A man has been executed for murder in Missouri despite pleas for clemency by advocates who said he had the mental capacity of a child.

Ernest Johnson’s pleas for leniency had received support from Pope Francis and two members of Congress.

But the 61-year-old received a lethal injection on Tuesday at the state prison in Bonne Terre after the US Supreme Court refused to consider a stay of execution.

Johnson killed three convenience store workers in a 1994 robbery.

Attorneys for Johnson argued he was ineligible for the death penalty because multiple IQ tests have shown he had an intellectual disability and still reads at a third-grade level.

In his written last statement, Johnson said he was sorry “and have remorse for what I do.” He said he loved his family and friends and thanked those who prayed for him.

He silently mouthed words to relatives as the execution began.

His breathing became laboured, he puffed out his cheeks, then swallowed hard. Within seconds, all movement stopped.

The state moved ahead with executing Johnson despite claims by his attorney that doing so would violate the 8th Amendment to the U.S. Constitution, which prohibits executing intellectually disabled people.

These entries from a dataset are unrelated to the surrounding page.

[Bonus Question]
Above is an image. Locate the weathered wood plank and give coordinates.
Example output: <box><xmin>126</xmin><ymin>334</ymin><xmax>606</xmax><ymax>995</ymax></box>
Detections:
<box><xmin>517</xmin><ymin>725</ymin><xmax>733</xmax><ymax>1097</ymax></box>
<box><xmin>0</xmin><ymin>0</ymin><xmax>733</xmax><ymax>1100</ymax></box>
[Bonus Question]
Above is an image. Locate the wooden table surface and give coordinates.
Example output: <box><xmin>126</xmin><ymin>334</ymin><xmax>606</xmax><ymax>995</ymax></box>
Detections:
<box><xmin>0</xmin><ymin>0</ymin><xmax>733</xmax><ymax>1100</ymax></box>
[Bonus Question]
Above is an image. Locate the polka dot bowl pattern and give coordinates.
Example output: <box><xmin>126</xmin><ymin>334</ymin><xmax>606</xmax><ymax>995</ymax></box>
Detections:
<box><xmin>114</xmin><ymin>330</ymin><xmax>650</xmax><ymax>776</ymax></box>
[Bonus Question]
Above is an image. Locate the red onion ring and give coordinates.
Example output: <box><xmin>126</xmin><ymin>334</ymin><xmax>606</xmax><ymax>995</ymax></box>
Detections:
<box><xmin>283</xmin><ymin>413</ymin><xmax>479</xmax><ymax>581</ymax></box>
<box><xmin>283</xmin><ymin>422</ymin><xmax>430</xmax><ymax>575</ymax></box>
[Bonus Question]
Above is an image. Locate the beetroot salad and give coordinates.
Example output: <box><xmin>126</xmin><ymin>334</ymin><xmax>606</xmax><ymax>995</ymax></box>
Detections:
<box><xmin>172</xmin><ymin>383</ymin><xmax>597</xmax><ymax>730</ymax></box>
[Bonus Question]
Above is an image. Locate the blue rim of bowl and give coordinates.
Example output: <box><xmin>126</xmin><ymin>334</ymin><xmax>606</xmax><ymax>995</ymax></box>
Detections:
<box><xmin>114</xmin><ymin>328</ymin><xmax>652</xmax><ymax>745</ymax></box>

It was the first execution in Missouri since May 2020 and just the seventh in the US this year.

A representative for Pope Francis was among those who urged Republican Governor Mike Parson to grant clemency, telling Parson in a letter that the pope “wishes to place before you the simple fact of Mr. Johnson’s humanity and the sacredness of all human life.” Parson announced Monday that he would not intervene.

It wasn’t the first time a pope has sought to intervene in a Missouri execution. In 1999, during his visit to St. Louis, Pope John Paul II persuaded Democratic Governor Mel Carnahan to grant clemency to Darrell Mease, weeks before Mease was to be put to death for a triple killing. Carnahan, who died in 2000, was a Baptist, as is Parson.

In 2018, Pope Francis changed church teaching to say capital punishment can never be sanctioned because it constitutes an “attack” on human dignity.

Catholic leaders have been outspoken opponents of the death penalty in many states.

Racial justice activists and two Missouri members of congress - Democratic US Representatives Cori Bush of St Louis and Emmanuel Cleaver of Kansas City -also called on Parson to show mercy to Johnson, who is Black.

But Parson announced Monday he would not grant clemency, and the courts declined to intervene.

Johnson’s crime shook the central Missouri city of Columbia nearly 28 years ago.

Johnson was sentenced to death in his first trial and two other times. The second death sentence, in 2003, came after the U.S. Supreme Court ruled that executing the mentally ill was unconstitutionally cruel. The Missouri Supreme Court tossed that second death sentence, and Johnson was sentenced a third time in 2006.